According to his social worker Eliza, Nick can be cautious - sometimes quite guarded - even with her. But their sessions always meant one thing: a trip to the horse barn to visit his favorite horse, Lavar Ropa. When it became evident that health issues would make it necessary for the horse to move to another farm, Eliza began helping Nick prepare for the loss of his favorite animal. Loss is challenging for anyone and for children with special needs, even a hint of change can cause an emotional set back. Nick struggled to accept the horse’s departure and Eliza made several attempts to introduce Nick to other horses in the hope he would find a similar connection but his attachment remained.

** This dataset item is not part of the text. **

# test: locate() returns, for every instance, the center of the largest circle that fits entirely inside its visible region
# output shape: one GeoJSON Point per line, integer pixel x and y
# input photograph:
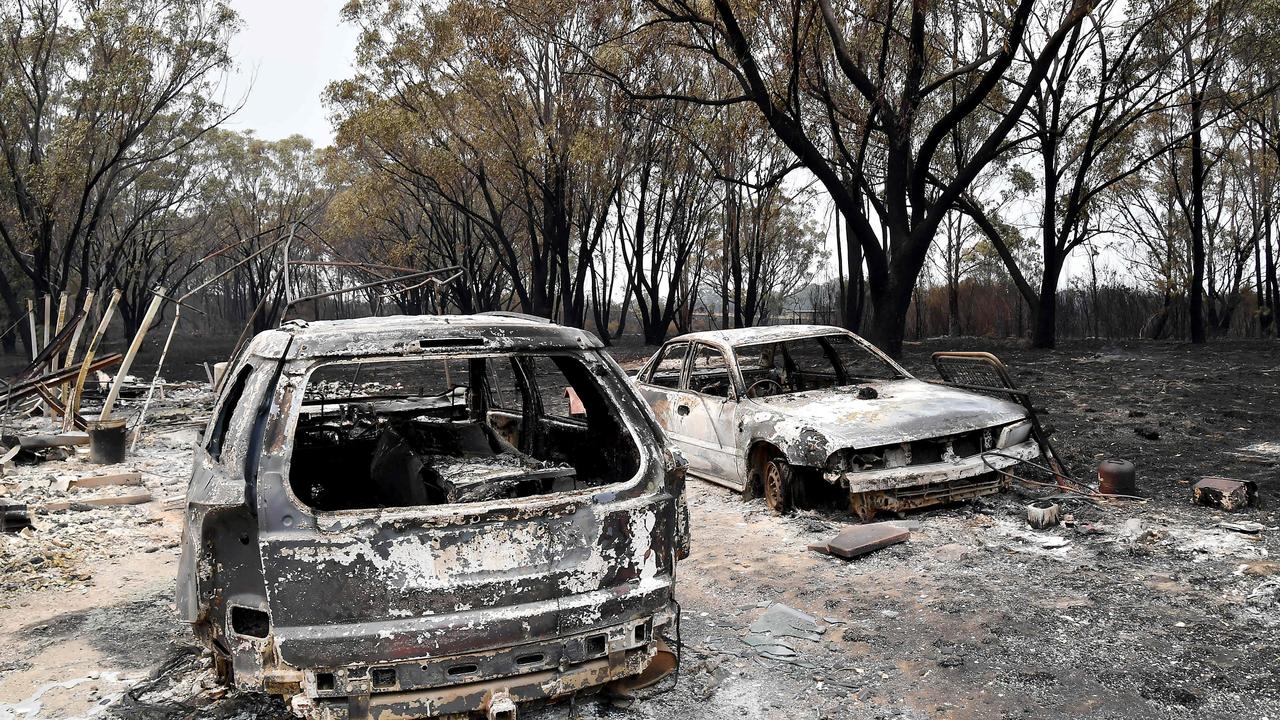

One day, the unexpected happened: Nick was having a tough time and sought out Eliza. The horse barn was closed so they had no choice but to explore the teaching barn. There Nick was drawn to a sheep standing calmly in its stall; he began to pet and speak to it soothingly, eventually expressing some difficult feelings he had been holding in. He opened up to the sheep, and to his social worker, more than he ever had before.

Nick and Eliza now take advantage of the entire farm during sessions and Nick shows little to no hesitation to interact with a new animal. They happened to visit the barn in Bella’s very first week and he immediately gravitated to her, declaring “This might be my new favorite animal.” Nick has developed a special relationship with Bella but remains aware of her cues – as with all the animals – to make sure he interacts safely and his attention is welcome.

Visiting the farm animals has been a great step for Nick. He’s learned that getting to know an animal, and building any relationship, takes time but most especially, trust. It’s through such animal connections and support from expert staff that children like Nick are able to feel safe, heal emotionally and build the skills and confidence needed for successful everyday interactions with classmates, teachers and beyond.